Начинкина что-то вспомнила и улыбнулась.
– Чего? – поинтересовался Василий.
– Да, Истуканов сватался. Говорил: «случись с тобой что, стану опорой твоему сыну».
– Когда сватался?
– Да всё тогда, когда ты картошку тыбрил, – засмеялась Начинкина.
– Вот гад. Ни на минуту отъехать нельзя. Со смерти Юрка ещё год не прошёл.

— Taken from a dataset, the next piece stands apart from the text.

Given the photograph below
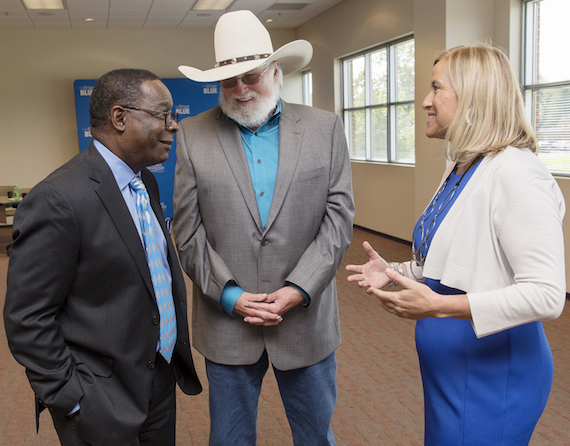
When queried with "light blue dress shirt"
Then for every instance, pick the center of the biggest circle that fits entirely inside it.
(123, 175)
(262, 152)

– Да. А люди очередь уже занимают.
– Чего теряешься?
– Смеёшься?
– А Славика жаль. Но он в детстве всё, что хотел, получил. И конь металлический, управляемый педалями, и велосипед, который старшие ребята не отбирали, – всё у него было. Сестру, видимо, обделяли. Поэтому, когда родители умерли, она его фиктивно женила, ещё кое-какие махинации провернула, используя его инвалидность. А затем, с чистым сердцем в «дом скорби» сдала.
– Я об этом и говорю.
– Нин, я всё понял, но муж из меня… Сама видишь. Чего загрустила?
– Всё одно к одному. Бандиты заезжие в магазин приходили. Спрашивали, есть ли у меня «крыша».
– Скажи: «Гимнаст – моя крыша».
– Лев Львович – не бандит, он бизнесмен.
– Он такой бизнесмен, что страшнее всякого бандита. Его все знают и боятся.
– Может, у нас и знают, а приезжим-то что? Был бы у меня муж, он бы заступился.
– Но я же тебе не муж.
– Так в чём дело? Всё есть, – и квартира, и магазин, и медцентр. Да и я стараюсь за собой следить.
– А Наталья? Она не даст мне развода. А Олеся? Дочь не простит. Да и с Бертой кто гулять будет? Вон попросили один раз твою целующую зеркала, пришлось потом щенков топить. Я тебя люблю, ты это знаешь. А чтобы жизнь менять – это выше моих сил. Пусть всё остаётся так, как есть. Перемены всегда всё портят.